I had this problem where I need to dedup a dataframe using a column, but there is a timestamp column for all the entries. If two entries have the same data, but different timestamp, I would want ot keep only the one with the latest timestamp. After this dedup there shouldn’t any dups in the dedup column.
Obviously unique wouldn’t work due to timestamp and other columns. This is how i solved it with DataFrames.jl
using DataFrames
data=DataFrame(dedup = rand(1:8, 1000), timestamp = rand(1:8, 1000), othervals = rand(1000))
using Chain
@chain data begin
groupby(:dedup)
combine(subdf -> begin
sort(subdf, :timestamp, rev=true)[1, :] # could've used partialsort but this is easier to read
end)
end
which I thought was a very nice and readable way to do it.

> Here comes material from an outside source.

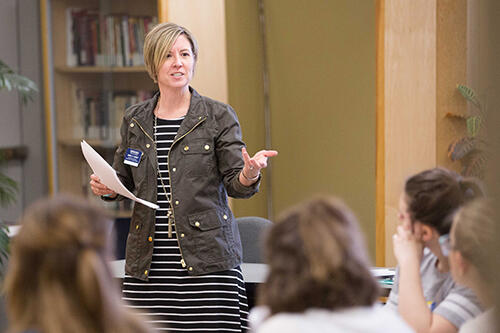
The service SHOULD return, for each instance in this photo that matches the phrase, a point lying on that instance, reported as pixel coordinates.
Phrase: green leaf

How do you guys do it? Any examples from other languages? I think data.table nor dplyr is as nice. And don’t get me started on pandas or spark… Can’t rule out i am just bad at pandas and spark though
Couldn’t be easier with Base Julia Tables as well (:
using SplitApplyCombine, Tables, DataPipes
tbl = (dedup = rand(1:8, 1000), timestamp = rand(1:8, 1000), othervals = rand(1000)) |> rowtable
# closest to your solution:
@p begin
tbl
group(_.dedup)
map() do subtbl
@p subtbl |> sort(by=_.timestamp) |> last
end
rowtable
end
# write the short lambda inline:
@p begin
tbl
group(_.dedup)
map(sort(_, by=x->x.timestamp) |> last)
rowtable
end
# same without macros, less clear:
map(
subtbl -> sort(subtbl, by=x->x.timestamp)[end],
group(x -> x.dedup, tbl)
) |> rowtable
@p begin
tbl
sort(by=_.timestamp, rev=true)
unique(_.dedup)
end
Its docs say:
Return an array containing only the unique elements of collection itr , as determined by isequal, in the order that the first of each set of equivalent elements originally appears.